Ouro e tungstênio transformam a balança comercial mineral do RN

Vista panorâmica de operação de extração mineral no Rio Grande do Norte.
Extração de minério na região do Seridó, no Rio Grande do Norte — Reprodução/Acdmin

Operação da Mina Borborema em Currais Novos alça estado ao topo das exportações enquanto valorização do tungstênio impulsiona receitas locais.

O Rio Grande do Norte consolidou uma mudança profunda em sua economia mineral com a ascensão do ouro e a valorização expressiva do tungstênio no mercado externo. A estratégia, consolidada a partir da entrada em operação da Mina Borborema, em Currais Novos, diversificou a pauta exportadora potiguar e elevou o estado a um novo patamar competitivo no cenário nacional.

Entre janeiro e junho de 2026, as vendas externas de ouro somaram US$ 157,5 milhões, representando 24,6% de tudo o que foi exportado pelo estado no período. O resultado posiciona o RN como o sexto maior exportador do metal no Brasil, superando marcas históricas que, entre 2020 e 2024, não ultrapassavam US$ 5,5 milhões acumulados.
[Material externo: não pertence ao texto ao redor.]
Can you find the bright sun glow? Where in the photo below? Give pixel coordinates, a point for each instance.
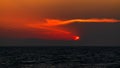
(76, 37)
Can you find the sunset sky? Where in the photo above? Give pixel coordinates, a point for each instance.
(60, 19)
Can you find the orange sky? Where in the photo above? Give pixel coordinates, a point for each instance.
(15, 14)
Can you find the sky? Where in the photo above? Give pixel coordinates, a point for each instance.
(90, 20)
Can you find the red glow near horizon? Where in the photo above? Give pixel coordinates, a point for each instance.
(76, 38)
(52, 29)
(51, 25)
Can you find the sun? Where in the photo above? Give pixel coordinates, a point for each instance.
(76, 38)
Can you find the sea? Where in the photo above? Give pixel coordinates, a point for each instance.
(60, 57)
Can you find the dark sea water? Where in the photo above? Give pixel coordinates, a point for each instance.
(60, 57)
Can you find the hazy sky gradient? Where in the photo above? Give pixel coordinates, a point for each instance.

O impacto socioeconômico dessa transição é imediato, alterando a dinâmica de arrecadação da Compensação Financeira pela Exploração de Recursos Minerais (CFEM). O ouro tornou-se a principal fonte desta receita, seguido pelo tungstênio, que viu sua importância crescer após uma valorização de 356% no preço internacional do quilo, saltando de US$ 19,22 para US$ 76,98 no primeiro semestre de 2026.

Enquanto o ouro e o tungstênio trazem divisas de alto valor agregado com menor volume físico, o sal marinho — pilar tradicional da mineração estadual — mantém sua relevância pelo volume, mas enfrenta desafios de competitividade no preço por tonelada. Em 2025, o sal movimentou 894,3 milhões de kg, porém com uma receita de US$ 18,4 milhões, evidenciando a necessidade de maior agregação de valor aos produtos locais.

O setor enfrenta agora o desafio da concentração de mercado. Com o Canadá e a Suíça figurando como principais destinos do ouro potiguar, o estado torna-se suscetível às flutuações de preços e às regras logísticas internacionais desses polos de refino. Paralelamente, projetos como a estruturação da cadeia de ferro visam expandir as fronteiras minerais potiguares, buscando aliar a exploração à eficiência logística portuária.